And accordingly you will have to choose the solution.
And finally, these last layer
for doing the encryption is the disk itself.
And these are disks that could be either
physical disks or it could be virtual disks.
So whatever it is, the encryption and decryption takes
place at the disk level. Okay, so typically
these are implemented by using certain kernel
modules and these kernel modules will actually
intercept the data that is actually getting written into the file
system on the disk. And these kernel modules will
be capable of managing the keys and encrypting and
decrypting the data. So as you see, there are four
different layers at which you can implement these
encrypting at rest. And there are
actually benefits, merits and demerits of
each of these layers.
So that is what we are going to talk about in the subsequent
slides. So let's enter into the patterns
for encrypting data at rest, right?
And let's say encryption by the microservice
itself. So what happens in this way
of encrypting data at rest?
So we saw that earlier. So this is the case in which these
application microservice itself has the logic
or the responsibility for encrypting and
decrypting the data. So typically
in these cases you will have to watch out for things like sorting
and searching of data. So if your application is doing
more amount of sorting and searching of data then
this is not possible because the data is stored as
an encrypted format in the database and the database engine doesn't
know how to sort the data and it will not be capable of searching the
data. So this is something that you will have to keep in mind whether
your application can be written in such a fashion that
it can tolerate this limitation. And by
the way, if you are having existing applications
which are already talking to a database,
right, and it could be expensive for
you to redesign applications for you to introduce the
logic of encrypting and decrypting the data in your application.

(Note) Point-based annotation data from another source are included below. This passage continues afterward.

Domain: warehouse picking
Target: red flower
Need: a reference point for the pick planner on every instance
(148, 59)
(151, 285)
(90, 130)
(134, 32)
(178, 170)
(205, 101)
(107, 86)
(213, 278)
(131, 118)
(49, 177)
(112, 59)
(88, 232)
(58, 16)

And by the way, this patterns of
encrypting at the microservice level has the least
attack surface. The reason being at the very first
layer itself where the data is generated,
the data is getting encrypted and as the data cases through
the underneath layers it passes in an encrypted fashion,
which means the attack surface in this case is the least.
So you get a high degree of protection for your data.
And of course using this pattern you should
be very mindful of key management issues because the
key management is now the responsibility of the application. And of
course the application can rely on other microservices
to perform the key management activities.
But at the end of the day these application is still
accountable and responsible for doing the
key management related activities. So this is something that you will have
to keep in mind if you are going to choose this pattern.
The next pattern is encryption by the database itself.
Now this is where the database itself has the necessary
capability to do the encrypting and the
decryption. And by the way,
predominantly this requires the database
containers to be run in privileged mode
and this might not be suitable for special use
cases, special security requirements. So your organization
might be having some security guidelines
which will prevent you from running privileged containers in
production.
This kind of patterns you will have to carefully
choose and see whether the database is capable
of performing the encrypting data when it is run without
these privileged mode. And most of the
databases that provide the encryption functionality use
a tool called as Dmcrypt. And typically
these databases have written some wrappers around Dmcrypt
in order to provide some functions
and key abilities that the database engine can use.
So you will have to be aware
what kind of mechanism that the database
employs or what is the functionality
that the database employs, whether it uses d encrypt kind
of solutions or the database itself
has its own solution for encrypting and decrypting
data. And in these kind
of pattern you will see limited support in
open source software. So typically if you are
used to using open source software as
your database solution, you will see
that not every open source solution has
this capability and you will nevertheless
have to invest in commercial plugins or enterprise
licensed versions of your database, if at all
you choose this pattern. But at the end of the day,
it is a decision that you will have to make considering the benefits
and benefits and the overhead
that you will have to bear in terms of cost and complexity.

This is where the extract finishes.